Dragon’s Dogma has faith that you’ll wander for miles trying to unearth its secrets. It honestly believes that you’ll journey to a remote tip of an island to fight a wounded griffin and then make a return trek when the story leads you there. It’s bizarrely certain you’ll be willing to play beyond a false ending to find the best hours of the game and the weirdest ending of the year (Frog Fractions notwithstanding).
I doubt that faith was well-founded for every Dragon’s Dogma player, but it certainly was with me. I, the guy who gets grumpy when he doesn’t have a mini-game to entertain him through a loading screen, found myself absorbed in a vast open world where “fast travel” is so cumbersome and expensive it scarcely deserves the name.
At some point, I had decided to meet Dragon’s Dogma halfway and somehow opening my heart to it allowed it to worm its way in and become my favorite gaming experience of the year.
Dragon’s Dogma has something far different than love for its player.
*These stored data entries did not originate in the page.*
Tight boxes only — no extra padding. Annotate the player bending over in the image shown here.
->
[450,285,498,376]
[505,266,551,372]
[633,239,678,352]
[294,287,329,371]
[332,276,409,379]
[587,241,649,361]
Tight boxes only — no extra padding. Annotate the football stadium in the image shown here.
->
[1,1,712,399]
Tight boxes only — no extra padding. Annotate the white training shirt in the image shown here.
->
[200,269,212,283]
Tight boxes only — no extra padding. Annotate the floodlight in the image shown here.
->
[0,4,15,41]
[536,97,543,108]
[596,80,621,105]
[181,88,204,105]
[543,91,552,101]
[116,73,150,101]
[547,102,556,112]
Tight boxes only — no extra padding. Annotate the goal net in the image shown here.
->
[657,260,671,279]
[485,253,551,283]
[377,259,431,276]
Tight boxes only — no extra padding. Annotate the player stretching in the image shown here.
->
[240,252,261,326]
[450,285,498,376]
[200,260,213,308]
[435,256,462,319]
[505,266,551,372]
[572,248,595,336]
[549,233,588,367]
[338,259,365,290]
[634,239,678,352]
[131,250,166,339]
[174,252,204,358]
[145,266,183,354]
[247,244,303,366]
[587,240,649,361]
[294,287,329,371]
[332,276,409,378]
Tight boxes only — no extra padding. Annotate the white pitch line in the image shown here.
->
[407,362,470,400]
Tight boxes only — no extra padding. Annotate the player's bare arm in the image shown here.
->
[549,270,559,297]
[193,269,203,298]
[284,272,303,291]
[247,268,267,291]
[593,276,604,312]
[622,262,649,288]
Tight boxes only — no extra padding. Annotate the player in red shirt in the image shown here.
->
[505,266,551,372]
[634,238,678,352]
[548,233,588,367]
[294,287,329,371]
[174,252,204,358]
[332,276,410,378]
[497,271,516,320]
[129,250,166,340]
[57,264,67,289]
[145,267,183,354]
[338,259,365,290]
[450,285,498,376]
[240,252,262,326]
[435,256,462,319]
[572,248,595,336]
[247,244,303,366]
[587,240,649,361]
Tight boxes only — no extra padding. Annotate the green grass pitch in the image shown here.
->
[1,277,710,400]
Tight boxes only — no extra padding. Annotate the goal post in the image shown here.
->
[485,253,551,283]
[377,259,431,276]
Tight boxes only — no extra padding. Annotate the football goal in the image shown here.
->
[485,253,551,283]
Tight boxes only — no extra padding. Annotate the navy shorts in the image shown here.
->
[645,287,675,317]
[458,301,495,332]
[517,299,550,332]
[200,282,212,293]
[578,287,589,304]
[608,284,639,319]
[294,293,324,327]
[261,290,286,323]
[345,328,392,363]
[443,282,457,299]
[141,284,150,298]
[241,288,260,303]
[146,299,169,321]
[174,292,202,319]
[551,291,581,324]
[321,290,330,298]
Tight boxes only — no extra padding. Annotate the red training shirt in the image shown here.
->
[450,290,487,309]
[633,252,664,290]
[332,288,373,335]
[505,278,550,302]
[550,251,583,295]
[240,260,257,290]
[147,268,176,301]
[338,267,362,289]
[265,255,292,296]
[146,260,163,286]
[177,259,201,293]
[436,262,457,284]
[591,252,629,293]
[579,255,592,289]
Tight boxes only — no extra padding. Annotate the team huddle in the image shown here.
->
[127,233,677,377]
Dragon’s Dogma has faith.
This isn’t Stockholm Syndrome, not really, Dragon’s Dogma has plenty of legitimately great facets. The combat is fluid and the wonderful way you can attack boss weak points while holding on to them for dear life is like streamlined Shadow of the Colossus. There’s also a cool advancement system that allows you to float between “jobs” like fighter or magician, take a few skills from each as you go and build a really unique character.
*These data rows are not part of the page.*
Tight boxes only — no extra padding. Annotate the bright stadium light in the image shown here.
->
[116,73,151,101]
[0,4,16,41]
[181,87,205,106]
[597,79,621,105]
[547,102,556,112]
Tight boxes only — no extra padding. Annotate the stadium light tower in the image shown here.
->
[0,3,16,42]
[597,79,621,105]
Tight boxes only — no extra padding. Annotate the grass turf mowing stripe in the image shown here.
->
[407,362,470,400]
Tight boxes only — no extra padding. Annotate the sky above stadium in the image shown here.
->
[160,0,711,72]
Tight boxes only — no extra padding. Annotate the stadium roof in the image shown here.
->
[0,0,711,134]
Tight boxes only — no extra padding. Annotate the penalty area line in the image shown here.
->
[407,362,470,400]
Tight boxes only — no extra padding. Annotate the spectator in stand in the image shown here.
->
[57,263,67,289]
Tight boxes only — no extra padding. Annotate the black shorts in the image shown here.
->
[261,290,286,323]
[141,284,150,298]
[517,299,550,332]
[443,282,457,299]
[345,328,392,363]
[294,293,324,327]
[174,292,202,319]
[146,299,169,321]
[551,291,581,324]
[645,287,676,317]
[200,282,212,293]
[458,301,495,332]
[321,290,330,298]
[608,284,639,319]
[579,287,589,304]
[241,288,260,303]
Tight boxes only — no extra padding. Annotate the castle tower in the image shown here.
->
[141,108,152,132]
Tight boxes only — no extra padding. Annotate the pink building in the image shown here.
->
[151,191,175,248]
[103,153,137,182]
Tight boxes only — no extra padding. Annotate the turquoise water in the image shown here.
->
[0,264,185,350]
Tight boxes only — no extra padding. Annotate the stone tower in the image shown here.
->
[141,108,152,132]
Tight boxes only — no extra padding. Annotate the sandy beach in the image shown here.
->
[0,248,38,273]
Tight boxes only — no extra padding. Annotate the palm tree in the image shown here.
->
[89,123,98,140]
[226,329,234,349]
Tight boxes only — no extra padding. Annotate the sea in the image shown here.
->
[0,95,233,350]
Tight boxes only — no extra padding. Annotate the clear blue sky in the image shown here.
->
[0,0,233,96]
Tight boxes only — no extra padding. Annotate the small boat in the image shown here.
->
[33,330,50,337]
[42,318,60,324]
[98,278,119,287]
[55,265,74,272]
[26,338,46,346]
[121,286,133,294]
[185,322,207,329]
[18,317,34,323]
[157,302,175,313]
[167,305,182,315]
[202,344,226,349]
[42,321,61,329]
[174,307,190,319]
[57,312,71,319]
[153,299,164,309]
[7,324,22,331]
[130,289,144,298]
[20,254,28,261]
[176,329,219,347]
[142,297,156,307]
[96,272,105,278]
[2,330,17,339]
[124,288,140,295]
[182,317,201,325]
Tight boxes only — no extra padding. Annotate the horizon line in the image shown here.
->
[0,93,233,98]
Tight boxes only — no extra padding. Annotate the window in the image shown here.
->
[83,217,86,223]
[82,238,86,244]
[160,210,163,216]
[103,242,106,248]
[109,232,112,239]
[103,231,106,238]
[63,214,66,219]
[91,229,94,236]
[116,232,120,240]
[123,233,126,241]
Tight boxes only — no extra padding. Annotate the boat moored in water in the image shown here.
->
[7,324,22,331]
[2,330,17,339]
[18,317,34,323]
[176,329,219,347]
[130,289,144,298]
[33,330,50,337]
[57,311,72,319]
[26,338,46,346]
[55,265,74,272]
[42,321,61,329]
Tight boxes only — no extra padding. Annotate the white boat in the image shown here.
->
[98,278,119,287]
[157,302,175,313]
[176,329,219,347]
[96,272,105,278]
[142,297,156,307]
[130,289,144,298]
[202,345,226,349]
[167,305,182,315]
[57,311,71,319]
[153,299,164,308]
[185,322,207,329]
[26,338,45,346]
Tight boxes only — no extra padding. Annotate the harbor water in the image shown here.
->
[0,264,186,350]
Then there are the pawns, AI partners that are the core of the game’s bizarre asynchronous multiplayer. With nary a word, Xbox Live friends could spirit away my diminutive mage Specialboy and add them to their own party. After these little sojourns, he would occasionally return with a gift and a note of thanks, though that was certainly the exception to the rule.
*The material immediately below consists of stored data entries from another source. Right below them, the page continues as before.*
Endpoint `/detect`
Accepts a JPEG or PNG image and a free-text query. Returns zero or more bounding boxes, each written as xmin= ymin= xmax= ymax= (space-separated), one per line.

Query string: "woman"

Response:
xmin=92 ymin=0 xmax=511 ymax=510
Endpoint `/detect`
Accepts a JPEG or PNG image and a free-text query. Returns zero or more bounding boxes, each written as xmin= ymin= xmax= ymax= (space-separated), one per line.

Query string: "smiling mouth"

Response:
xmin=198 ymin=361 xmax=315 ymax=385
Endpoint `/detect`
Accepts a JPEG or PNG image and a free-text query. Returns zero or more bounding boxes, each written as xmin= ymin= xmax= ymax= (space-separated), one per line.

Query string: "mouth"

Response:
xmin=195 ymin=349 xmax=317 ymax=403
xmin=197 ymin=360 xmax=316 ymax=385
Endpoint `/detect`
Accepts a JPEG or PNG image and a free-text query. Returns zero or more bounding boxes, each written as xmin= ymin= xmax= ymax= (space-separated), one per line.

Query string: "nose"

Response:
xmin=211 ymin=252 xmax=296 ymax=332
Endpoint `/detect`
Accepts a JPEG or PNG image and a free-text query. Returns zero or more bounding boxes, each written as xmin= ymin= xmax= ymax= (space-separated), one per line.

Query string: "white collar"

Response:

Of course, I could do the same and the more well-traveled pawns would not only bring an impressive skill set but knowledge about the world or quests that they’d previously completed in their own dimension. Capcom didn’t perfectly nail the execution, but it’s a wonderful idea to build off of.
That last sentiment is pretty representative of Dragon’s Dogma, actually. It’s a stridently imperfect game, a willful child that that simultaneously challenges and invites the player to love it. For that reason, Dragon’s Dogma will always hold a place in my heart as the game that taught me that more rough edges can make a game that much easier to hold on to.